Rien que dans l’équipe de nuit, 5 des 16 postes ne sont pas pourvus, et la direction oblige le personnel de jour à passer de nuit, change les roulements au pied levé, dégradant les conditions de travail de tous… Une situation devenue intenable.

Grève… et solidarités

Alors, semaine de « fête » ou pas, la quasi-totalité du service s’est mise en grève, médecins compris. Depuis deux semaines, salariéEs et militantEs se retrouvent tous les jours sur le piquet de grève à l’entrée, invitant à signer une lettre-pétition, discutant avec les usagerEs, les visiteurEs, les familles, et les gestes de sympathie sont nombreux. Des tournées sont organisées dans les services, trouvant la solidarité des collègues dont certains passent soutenir sur le piquet. Des actions ont aussi été menées en ville pour alerter la population sur les conditions d’accueil et de soins.

Les grévistes exigent des embauches, l’arrêt de l’alternance jour-nuit, le respect des roulements, l’arrêt du recours à la précarité et la titularisation de tous les précaires. 
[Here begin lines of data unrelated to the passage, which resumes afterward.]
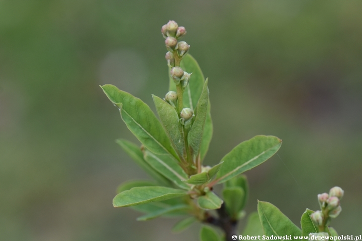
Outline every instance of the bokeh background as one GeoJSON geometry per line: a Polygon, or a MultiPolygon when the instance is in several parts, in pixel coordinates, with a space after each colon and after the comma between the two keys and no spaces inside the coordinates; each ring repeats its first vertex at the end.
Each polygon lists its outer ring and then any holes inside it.
{"type": "MultiPolygon", "coordinates": [[[[197,240],[199,226],[141,222],[116,187],[147,178],[114,140],[136,141],[99,87],[152,105],[167,89],[161,27],[185,26],[209,77],[217,163],[259,135],[283,140],[246,173],[250,196],[299,224],[338,185],[339,234],[362,233],[362,2],[0,1],[0,239],[197,240]]],[[[241,222],[241,226],[243,225],[241,222]]]]}

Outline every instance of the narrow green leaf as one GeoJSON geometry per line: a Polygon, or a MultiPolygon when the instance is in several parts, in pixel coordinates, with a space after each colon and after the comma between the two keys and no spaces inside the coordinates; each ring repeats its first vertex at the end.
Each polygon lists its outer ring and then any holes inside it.
{"type": "Polygon", "coordinates": [[[210,191],[197,199],[199,206],[203,209],[217,209],[221,207],[223,201],[214,192],[210,191]]]}
{"type": "Polygon", "coordinates": [[[137,221],[146,221],[147,220],[152,219],[156,217],[159,217],[163,215],[172,213],[175,211],[179,210],[190,210],[190,206],[186,204],[180,204],[176,206],[172,206],[164,209],[158,210],[146,215],[144,215],[141,217],[137,218],[137,221]]]}
{"type": "Polygon", "coordinates": [[[332,237],[338,237],[338,233],[334,228],[332,227],[329,227],[329,231],[330,232],[331,236],[332,237]]]}
{"type": "MultiPolygon", "coordinates": [[[[303,213],[301,218],[301,225],[302,226],[302,235],[308,236],[311,232],[319,232],[319,228],[315,225],[310,215],[314,211],[307,208],[303,213]]],[[[324,231],[330,235],[330,232],[328,227],[326,227],[324,231]]]]}
{"type": "Polygon", "coordinates": [[[173,182],[178,187],[189,189],[190,186],[184,182],[188,175],[176,161],[167,155],[157,155],[148,150],[144,154],[146,161],[155,170],[173,182]]]}
{"type": "Polygon", "coordinates": [[[207,87],[208,79],[205,82],[201,95],[195,110],[195,120],[189,133],[188,139],[189,145],[191,147],[194,158],[199,156],[200,146],[202,142],[206,115],[207,115],[208,102],[209,102],[209,89],[207,87]]]}
{"type": "MultiPolygon", "coordinates": [[[[195,109],[198,101],[201,95],[204,84],[205,77],[196,60],[190,55],[188,54],[181,61],[180,67],[188,73],[192,73],[191,79],[184,92],[184,107],[195,109]]],[[[169,90],[176,91],[176,86],[173,80],[170,77],[168,69],[169,78],[169,90]]],[[[204,160],[208,149],[213,134],[213,125],[210,114],[210,101],[208,104],[208,111],[205,121],[204,133],[202,136],[202,143],[200,147],[200,157],[204,160]]]]}
{"type": "Polygon", "coordinates": [[[246,176],[241,175],[234,177],[224,183],[225,187],[239,187],[243,189],[244,191],[244,197],[242,200],[240,200],[240,202],[242,203],[241,209],[244,208],[249,198],[249,186],[246,176]]]}
{"type": "MultiPolygon", "coordinates": [[[[205,77],[199,64],[191,55],[188,54],[181,61],[180,67],[188,73],[192,73],[189,84],[184,92],[184,107],[195,109],[202,92],[205,77]]],[[[168,75],[169,76],[169,71],[168,75]]],[[[176,86],[173,80],[169,77],[169,90],[175,91],[176,86]]]]}
{"type": "Polygon", "coordinates": [[[156,186],[154,183],[144,180],[134,180],[121,183],[117,189],[117,193],[130,190],[137,187],[149,187],[156,186]]]}
{"type": "Polygon", "coordinates": [[[221,241],[221,238],[218,233],[208,226],[203,226],[200,236],[201,241],[221,241]]]}
{"type": "Polygon", "coordinates": [[[205,158],[206,153],[209,150],[209,145],[211,141],[213,134],[213,124],[211,119],[211,113],[210,112],[210,100],[208,103],[208,112],[205,120],[205,126],[204,127],[204,133],[203,133],[202,141],[200,146],[200,158],[201,161],[205,158]]]}
{"type": "Polygon", "coordinates": [[[129,207],[158,202],[188,195],[186,191],[165,187],[139,187],[119,193],[113,199],[115,207],[129,207]]]}
{"type": "Polygon", "coordinates": [[[319,232],[318,227],[312,221],[310,215],[314,211],[307,208],[303,213],[301,218],[301,225],[302,226],[302,235],[308,236],[311,232],[319,232]]]}
{"type": "Polygon", "coordinates": [[[197,221],[197,218],[195,217],[187,217],[176,222],[172,227],[172,230],[175,232],[182,232],[189,228],[193,223],[197,221]]]}
{"type": "Polygon", "coordinates": [[[245,193],[239,187],[225,187],[223,189],[223,197],[226,210],[235,218],[241,211],[245,193]]]}
{"type": "Polygon", "coordinates": [[[120,109],[121,116],[128,129],[145,147],[158,154],[170,154],[179,160],[161,123],[148,105],[114,85],[101,87],[120,109]]]}
{"type": "MultiPolygon", "coordinates": [[[[172,206],[183,204],[184,204],[184,202],[183,201],[182,198],[172,198],[171,199],[164,200],[160,202],[149,202],[148,203],[132,206],[129,207],[141,212],[149,213],[155,211],[168,208],[172,206]]],[[[171,216],[177,216],[178,214],[180,215],[187,214],[187,213],[185,212],[179,211],[177,212],[178,213],[173,212],[171,216]]],[[[168,214],[169,214],[167,213],[165,214],[165,215],[168,215],[168,214]]]]}
{"type": "Polygon", "coordinates": [[[253,212],[249,215],[246,226],[242,232],[243,236],[247,235],[249,236],[264,235],[264,231],[259,219],[259,214],[256,212],[253,212]]]}
{"type": "Polygon", "coordinates": [[[266,235],[302,235],[302,230],[269,202],[258,200],[258,213],[264,233],[266,235]]]}
{"type": "Polygon", "coordinates": [[[159,97],[152,95],[152,98],[161,122],[163,125],[179,156],[182,157],[184,154],[185,143],[178,129],[179,118],[176,110],[170,104],[159,97]]]}
{"type": "Polygon", "coordinates": [[[193,175],[189,179],[185,181],[185,182],[194,185],[202,185],[206,183],[215,177],[221,167],[222,164],[222,162],[220,162],[218,164],[214,166],[207,171],[193,175]]]}
{"type": "Polygon", "coordinates": [[[118,139],[116,141],[123,150],[129,156],[138,166],[143,169],[151,177],[154,178],[160,185],[169,186],[170,181],[158,172],[153,169],[143,158],[143,153],[139,147],[126,140],[118,139]]]}
{"type": "Polygon", "coordinates": [[[276,153],[282,140],[272,136],[256,136],[242,142],[224,156],[224,164],[217,175],[219,183],[262,163],[276,153]]]}

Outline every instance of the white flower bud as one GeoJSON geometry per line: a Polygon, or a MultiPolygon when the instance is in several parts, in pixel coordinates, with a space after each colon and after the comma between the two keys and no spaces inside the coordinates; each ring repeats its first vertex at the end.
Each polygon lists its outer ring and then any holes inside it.
{"type": "Polygon", "coordinates": [[[169,91],[165,95],[164,100],[169,103],[174,108],[175,108],[177,104],[177,93],[175,91],[169,91]]]}
{"type": "Polygon", "coordinates": [[[171,50],[177,49],[177,39],[173,37],[167,37],[165,40],[165,44],[166,47],[168,47],[171,50]]]}
{"type": "Polygon", "coordinates": [[[167,30],[166,30],[166,25],[165,24],[162,26],[162,27],[161,28],[161,33],[162,34],[162,36],[163,36],[163,38],[165,39],[167,37],[167,30]]]}
{"type": "Polygon", "coordinates": [[[185,41],[179,42],[177,44],[177,53],[180,56],[186,55],[189,52],[189,49],[190,49],[190,45],[185,41]]]}
{"type": "Polygon", "coordinates": [[[342,198],[344,194],[344,191],[339,187],[334,187],[329,190],[329,196],[331,197],[337,197],[340,199],[342,198]]]}
{"type": "Polygon", "coordinates": [[[194,115],[194,111],[190,108],[184,108],[180,113],[180,117],[188,120],[192,118],[194,115]]]}
{"type": "Polygon", "coordinates": [[[176,35],[177,28],[178,28],[178,25],[177,24],[177,23],[171,20],[168,21],[168,23],[166,25],[167,36],[174,36],[176,35]]]}
{"type": "Polygon", "coordinates": [[[321,194],[318,194],[318,201],[323,203],[327,201],[327,199],[328,199],[328,197],[329,197],[329,195],[328,195],[328,193],[325,192],[324,193],[322,193],[321,194]]]}
{"type": "Polygon", "coordinates": [[[339,199],[337,197],[330,197],[327,199],[327,208],[333,210],[339,206],[339,199]]]}
{"type": "Polygon", "coordinates": [[[184,88],[184,89],[186,88],[187,85],[189,84],[189,81],[190,81],[190,79],[191,77],[192,74],[192,73],[189,74],[187,72],[184,72],[184,75],[181,78],[181,80],[183,80],[182,83],[183,85],[183,88],[184,88]]]}
{"type": "Polygon", "coordinates": [[[323,224],[324,215],[321,211],[316,211],[311,214],[310,217],[312,221],[313,221],[316,225],[320,226],[323,224]]]}
{"type": "Polygon", "coordinates": [[[176,85],[179,84],[182,78],[184,76],[184,70],[179,67],[174,67],[170,72],[171,78],[174,81],[176,85]]]}
{"type": "Polygon", "coordinates": [[[182,38],[186,34],[186,29],[184,27],[179,27],[176,31],[176,38],[177,39],[182,38]]]}
{"type": "Polygon", "coordinates": [[[332,218],[335,218],[339,215],[340,212],[342,211],[342,207],[340,206],[338,206],[336,208],[334,208],[333,210],[329,211],[328,215],[332,218]]]}
{"type": "Polygon", "coordinates": [[[166,55],[165,55],[165,58],[167,61],[167,65],[168,67],[170,68],[174,67],[174,57],[173,56],[173,54],[169,51],[167,52],[166,53],[166,55]]]}

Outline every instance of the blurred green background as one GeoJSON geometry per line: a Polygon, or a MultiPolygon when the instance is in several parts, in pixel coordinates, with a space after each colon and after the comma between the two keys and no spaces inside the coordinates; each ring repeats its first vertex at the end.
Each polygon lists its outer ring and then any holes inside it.
{"type": "Polygon", "coordinates": [[[176,220],[136,222],[140,213],[112,205],[118,184],[146,177],[115,143],[136,140],[99,85],[151,106],[151,94],[163,96],[169,20],[186,28],[209,77],[205,163],[256,135],[283,140],[246,173],[247,211],[267,201],[299,224],[338,185],[332,226],[361,234],[361,9],[357,0],[0,1],[0,239],[198,240],[198,225],[173,234],[176,220]]]}

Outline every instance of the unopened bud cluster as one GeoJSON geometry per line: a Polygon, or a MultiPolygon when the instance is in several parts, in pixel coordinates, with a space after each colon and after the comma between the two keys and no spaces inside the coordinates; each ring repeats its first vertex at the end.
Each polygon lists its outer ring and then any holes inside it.
{"type": "Polygon", "coordinates": [[[165,44],[168,52],[165,56],[169,67],[175,66],[174,54],[177,54],[177,58],[182,59],[189,52],[190,45],[185,41],[178,42],[186,34],[186,30],[183,27],[178,27],[177,23],[168,21],[161,29],[163,37],[166,39],[165,44]]]}
{"type": "Polygon", "coordinates": [[[174,67],[171,69],[170,75],[176,85],[181,84],[183,88],[186,88],[189,84],[191,74],[184,71],[180,67],[174,67]]]}
{"type": "MultiPolygon", "coordinates": [[[[340,187],[334,187],[329,190],[329,194],[325,192],[318,194],[318,202],[322,210],[316,211],[311,214],[311,218],[316,225],[319,226],[324,225],[330,217],[335,218],[339,215],[342,211],[340,200],[344,193],[340,187]]],[[[321,233],[318,234],[320,233],[321,233]]]]}

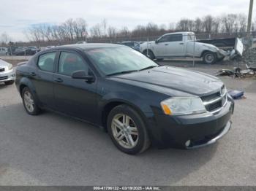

Des liens se sont naturellement tissés avec les collègues en grève à l’hôpital Pellegrin, un autre hôpital de Bordeaux, où des salariéEs contestent depuis le 7 décembre le mode de décompte des absences que la direction veut imposer aux personnels en horaires dérogatoires. Une situation qui touche aussi des salariéEs de Saint-André. La visite régulière de grévistes de Pellegrin à ceux de Saint-André, les échanges militants, les coups de klaxons et gestes de solidarité des pompiers et autres ambulanciers, encourage tout le monde à relever la tête. Les collègues se convainquent mutuellement qu’il est possible de prendre ses affaires en main, de militer pour des intérêts collectifs. 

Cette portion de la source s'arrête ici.